Principle:Duckdb Duckdb Parquet Serialization
| Knowledge Sources | |
|---|---|
| Domains | Columnar_Storage, Serialization, Data_Format |
| Last Updated | 2026-02-07 12:00 GMT |
Overview
A columnar file format type system and metadata serialization scheme based on Apache Thrift, defining how structured data schemas, statistics, and encoding metadata are stored within Parquet files.
Description
Apache Parquet is a columnar storage file format designed for efficient analytical processing of large datasets. The Parquet format uses Apache Thrift as its serialization framework for encoding file metadata, schema information, column statistics, and other structural elements. Understanding the Parquet type system and serialization is essential for reading and writing Parquet files correctly.

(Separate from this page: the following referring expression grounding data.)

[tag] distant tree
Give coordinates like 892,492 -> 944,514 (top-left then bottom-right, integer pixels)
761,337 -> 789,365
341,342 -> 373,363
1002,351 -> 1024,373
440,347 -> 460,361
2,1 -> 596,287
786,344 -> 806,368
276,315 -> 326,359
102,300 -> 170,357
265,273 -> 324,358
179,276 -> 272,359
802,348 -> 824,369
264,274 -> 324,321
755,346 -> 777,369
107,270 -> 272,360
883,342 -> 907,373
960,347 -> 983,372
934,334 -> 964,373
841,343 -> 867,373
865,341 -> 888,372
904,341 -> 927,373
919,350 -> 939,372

The Parquet type system defines a set of primitive physical types (BOOLEAN, INT32, INT64, INT96, FLOAT, DOUBLE, BYTE_ARRAY, FIXED_LEN_BYTE_ARRAY) and logical types that layer additional semantics on top (STRING, DATE, TIMESTAMP, DECIMAL, UUID, etc.). The schema is represented as a tree of schema elements, where leaf nodes represent physical columns and intermediate nodes represent nested structures (groups). This schema representation is directly derived from Google's Dremel paper and supports complex nested data through repetition and definition levels.
Thrift serialization provides a compact binary encoding for the metadata structures. Each Parquet file contains a file-level metadata footer that describes the schema, row groups, column chunks, encoding types, compression codecs, and column statistics (min/max values, null counts). This metadata is serialized using Thrift's compact binary protocol, which uses variable-length integer encoding and field delta encoding for space efficiency.
Usage
Parquet serialization is used in DuckDB whenever reading from or writing to Parquet files. When reading, DuckDB deserializes the Thrift-encoded metadata footer to understand the file schema, locate column chunks, and use column statistics for predicate pushdown. When writing, DuckDB serializes schema information and column statistics into the Thrift format for the file footer. The type mapping between DuckDB's internal types and Parquet's type system is a critical component of this process.
Theoretical Basis
Parquet File Structure:
Parquet File Layout:
4 bytes: magic number "PAR1"
Row Group 1:
Column Chunk 1: [page header + data] [page header + data] ...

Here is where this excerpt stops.